In fact there have been twice daily internal market bulletins since Tuesday by 2 of those firms (the latest european open report update issued by Deutsche this morning) reiterating the depleted liquidity levels & continuing netting off in that pair.

I think you’ll find it’s a descriptive term for so called smart traders - an oft used term by that fruitcake [B]IC[/B]an’t[B]T[/B]rade to flag up supposed market activity by a gaggle of traders who apparently have their fingers on the pulse of every little wiggle & quick step the market decides to make.

Quite who these supposed smart traders are is still to be revealed, but I guess it makes them appear as though they know what or who they’re talking about every time they reference them.

If all these bank & hedge fund traders are supposed to be so smart then how comes typically less than 20% of them actually make any money for the firm on a consistent basis?
And how does it explain all the shredded betting slips on the floors of the various Aussie trading desks from 4 of the top 10 IB’s attempting to short euraud off 1.3450 & 580, gbpaud off 1.5730 & 5870 + long audcad several occasions off .9950 during the month of May?

I wouldn’t exactly call that smart trading would you?
If you’re convinced they’re so smart then how comes they were trying to squeeze the middle of those markets instead of adding positions to core longs & shorts during May?

Everyone is smart some of the time, even in this business.

There used to be saying doing the rounds, I think it went something like; Wednesday’s big shot trader is simply Monday & Tuesday’s dumb ass having a good day.

LOL - brilliant Laine.

I was of course referring to the commercials, dubbed ‘smart’ by L Williams and S Briese.

Of course they are ‘smart’ only because of the amount they spend on their ‘advisors’ and the size of their pockets, although Williams argues that their knowledge of their own particlur commodity / business lends to their ‘smartness’.

In any event they do not speculate on fx, nor do they need to make profit from it, their need is to ensure that they do not lose.

ha ha ha
said with just the merest hint of ambivalence for the revered professionals.

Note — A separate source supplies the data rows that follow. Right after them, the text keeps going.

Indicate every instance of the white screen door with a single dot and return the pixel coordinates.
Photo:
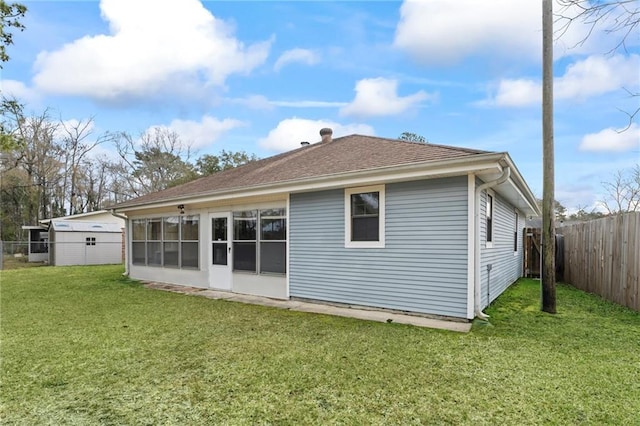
(220, 252)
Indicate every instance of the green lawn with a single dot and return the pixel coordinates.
(84, 345)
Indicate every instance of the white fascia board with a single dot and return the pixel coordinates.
(455, 167)
(521, 186)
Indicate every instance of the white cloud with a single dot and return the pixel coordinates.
(594, 76)
(18, 90)
(303, 56)
(612, 140)
(379, 97)
(291, 131)
(261, 102)
(308, 104)
(443, 32)
(198, 134)
(154, 46)
(253, 101)
(597, 75)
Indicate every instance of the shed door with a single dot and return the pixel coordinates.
(220, 252)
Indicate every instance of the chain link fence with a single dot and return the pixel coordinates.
(89, 251)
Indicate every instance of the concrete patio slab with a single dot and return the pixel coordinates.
(318, 308)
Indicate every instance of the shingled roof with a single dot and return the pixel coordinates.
(346, 154)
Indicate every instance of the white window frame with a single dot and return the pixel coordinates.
(489, 244)
(380, 189)
(516, 232)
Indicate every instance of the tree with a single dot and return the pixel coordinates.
(155, 161)
(412, 137)
(622, 193)
(619, 18)
(78, 144)
(10, 110)
(208, 164)
(31, 172)
(560, 211)
(584, 215)
(10, 15)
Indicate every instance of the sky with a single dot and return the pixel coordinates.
(263, 76)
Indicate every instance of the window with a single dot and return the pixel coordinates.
(39, 241)
(170, 238)
(273, 241)
(170, 242)
(364, 217)
(139, 245)
(489, 214)
(189, 228)
(219, 240)
(515, 232)
(154, 242)
(260, 249)
(244, 240)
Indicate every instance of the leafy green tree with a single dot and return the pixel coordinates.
(10, 15)
(412, 137)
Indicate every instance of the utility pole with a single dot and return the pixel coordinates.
(548, 279)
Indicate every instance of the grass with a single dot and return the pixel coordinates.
(84, 345)
(12, 262)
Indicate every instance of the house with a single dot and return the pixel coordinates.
(84, 239)
(355, 220)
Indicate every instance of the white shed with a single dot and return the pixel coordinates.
(84, 243)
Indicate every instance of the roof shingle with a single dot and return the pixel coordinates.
(342, 155)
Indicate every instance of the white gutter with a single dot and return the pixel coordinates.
(506, 172)
(126, 241)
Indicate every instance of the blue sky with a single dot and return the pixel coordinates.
(264, 76)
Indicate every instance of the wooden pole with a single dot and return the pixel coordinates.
(548, 278)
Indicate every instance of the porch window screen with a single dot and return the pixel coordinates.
(171, 241)
(170, 238)
(139, 245)
(244, 240)
(189, 229)
(260, 241)
(273, 241)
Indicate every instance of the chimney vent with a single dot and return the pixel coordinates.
(326, 133)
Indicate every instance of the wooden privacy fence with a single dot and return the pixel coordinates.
(603, 257)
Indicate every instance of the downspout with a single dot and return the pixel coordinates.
(506, 173)
(126, 241)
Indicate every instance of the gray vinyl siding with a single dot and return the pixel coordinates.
(422, 268)
(506, 267)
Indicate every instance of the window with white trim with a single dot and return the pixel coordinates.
(260, 248)
(489, 218)
(515, 232)
(171, 242)
(365, 217)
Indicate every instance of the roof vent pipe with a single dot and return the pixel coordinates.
(326, 133)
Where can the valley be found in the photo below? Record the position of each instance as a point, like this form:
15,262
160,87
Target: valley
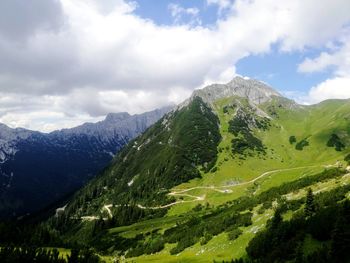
232,168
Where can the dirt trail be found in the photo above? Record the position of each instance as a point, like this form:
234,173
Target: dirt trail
182,192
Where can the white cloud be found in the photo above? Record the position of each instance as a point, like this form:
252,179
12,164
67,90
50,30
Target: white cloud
335,88
222,4
338,62
104,58
179,13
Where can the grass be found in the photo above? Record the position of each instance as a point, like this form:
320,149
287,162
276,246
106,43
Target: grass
315,123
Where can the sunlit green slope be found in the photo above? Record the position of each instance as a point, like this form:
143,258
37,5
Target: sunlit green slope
199,184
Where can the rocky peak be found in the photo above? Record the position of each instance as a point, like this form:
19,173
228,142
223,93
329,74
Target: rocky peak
255,91
115,117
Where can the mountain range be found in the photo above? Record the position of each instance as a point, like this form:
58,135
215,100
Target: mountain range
37,168
236,173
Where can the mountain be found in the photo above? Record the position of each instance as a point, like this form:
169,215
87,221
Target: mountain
236,173
37,169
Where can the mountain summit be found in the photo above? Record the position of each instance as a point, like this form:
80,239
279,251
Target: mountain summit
253,90
37,169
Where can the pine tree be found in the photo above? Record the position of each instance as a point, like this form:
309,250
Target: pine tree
340,245
310,204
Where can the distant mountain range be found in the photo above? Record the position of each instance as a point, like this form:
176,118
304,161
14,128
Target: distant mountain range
37,169
228,171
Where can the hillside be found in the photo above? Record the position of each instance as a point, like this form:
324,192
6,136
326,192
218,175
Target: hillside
234,167
37,169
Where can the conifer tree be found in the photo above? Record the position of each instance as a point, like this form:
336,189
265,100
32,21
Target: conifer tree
310,204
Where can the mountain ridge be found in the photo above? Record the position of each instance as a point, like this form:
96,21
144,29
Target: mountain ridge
33,163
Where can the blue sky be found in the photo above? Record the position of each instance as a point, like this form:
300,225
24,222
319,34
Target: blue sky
277,68
80,60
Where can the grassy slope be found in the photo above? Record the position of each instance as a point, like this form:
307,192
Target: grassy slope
315,123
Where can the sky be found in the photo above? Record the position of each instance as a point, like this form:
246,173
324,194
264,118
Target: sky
65,62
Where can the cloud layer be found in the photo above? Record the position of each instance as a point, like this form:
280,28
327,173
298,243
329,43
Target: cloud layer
63,62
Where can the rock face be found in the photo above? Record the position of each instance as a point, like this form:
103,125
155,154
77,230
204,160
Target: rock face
256,92
37,169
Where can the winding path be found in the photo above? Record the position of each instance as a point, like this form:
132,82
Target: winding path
183,192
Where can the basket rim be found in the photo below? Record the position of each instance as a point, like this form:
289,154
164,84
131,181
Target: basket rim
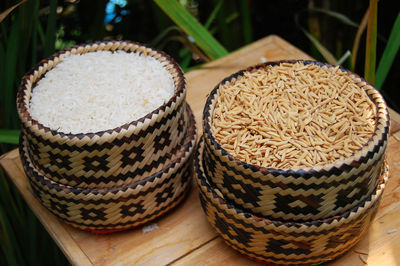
183,155
28,121
218,198
299,171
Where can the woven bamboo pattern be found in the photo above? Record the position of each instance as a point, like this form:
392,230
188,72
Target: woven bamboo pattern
274,241
117,207
299,195
107,158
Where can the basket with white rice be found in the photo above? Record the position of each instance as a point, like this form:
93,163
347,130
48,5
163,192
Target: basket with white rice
104,117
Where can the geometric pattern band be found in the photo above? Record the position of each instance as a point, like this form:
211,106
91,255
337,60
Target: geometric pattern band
297,194
282,199
273,241
110,157
118,207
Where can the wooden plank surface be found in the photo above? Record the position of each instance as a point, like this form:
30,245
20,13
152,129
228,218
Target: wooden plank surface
184,236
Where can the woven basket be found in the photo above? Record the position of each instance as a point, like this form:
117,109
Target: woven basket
109,158
279,242
299,195
117,208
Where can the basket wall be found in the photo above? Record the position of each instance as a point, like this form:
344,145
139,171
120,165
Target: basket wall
134,149
281,242
118,207
299,194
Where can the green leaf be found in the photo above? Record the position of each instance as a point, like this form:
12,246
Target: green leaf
344,57
213,14
4,14
50,38
339,16
370,50
193,28
328,56
356,43
9,136
389,54
246,21
11,58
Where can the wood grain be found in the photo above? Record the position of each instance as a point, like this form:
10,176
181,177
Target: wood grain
184,236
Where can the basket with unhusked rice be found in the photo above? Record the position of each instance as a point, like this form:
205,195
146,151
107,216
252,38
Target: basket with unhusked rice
103,117
295,140
285,242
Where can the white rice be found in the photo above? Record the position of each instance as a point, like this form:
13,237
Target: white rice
99,91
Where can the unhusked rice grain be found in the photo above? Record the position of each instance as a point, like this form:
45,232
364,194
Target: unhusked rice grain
293,116
99,91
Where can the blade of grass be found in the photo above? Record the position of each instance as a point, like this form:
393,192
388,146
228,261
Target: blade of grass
389,54
35,32
370,50
344,57
246,21
213,14
7,198
5,13
9,136
163,34
328,56
356,43
193,28
11,57
50,37
339,16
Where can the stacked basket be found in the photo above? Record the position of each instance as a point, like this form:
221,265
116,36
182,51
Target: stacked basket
299,216
115,179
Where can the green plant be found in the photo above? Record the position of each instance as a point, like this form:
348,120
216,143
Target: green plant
372,74
192,28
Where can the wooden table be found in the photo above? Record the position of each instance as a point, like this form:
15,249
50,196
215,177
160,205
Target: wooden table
184,236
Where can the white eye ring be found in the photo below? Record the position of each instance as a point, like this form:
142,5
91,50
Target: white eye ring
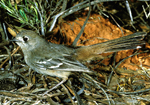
25,38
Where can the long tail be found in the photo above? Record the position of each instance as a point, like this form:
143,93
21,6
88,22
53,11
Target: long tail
132,41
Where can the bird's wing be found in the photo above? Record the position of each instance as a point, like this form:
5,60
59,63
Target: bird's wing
62,63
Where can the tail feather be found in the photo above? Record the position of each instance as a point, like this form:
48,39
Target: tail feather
127,42
132,41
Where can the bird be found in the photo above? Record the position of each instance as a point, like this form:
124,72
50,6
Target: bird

Maybe just a little :slight_smile:
I’m just glad I’m not one of their clients so far this year judging by the extremely poor quality of even the majority of the private subscription recommendations, never mind the publicly available offerings.

I sincerely hope the next round of half year severance package candidates in a couple weeks don’t consider entering the signals generation business, certainly not if they intend to pay the bills & enjoy 3 square meals a day on the back of the recomms.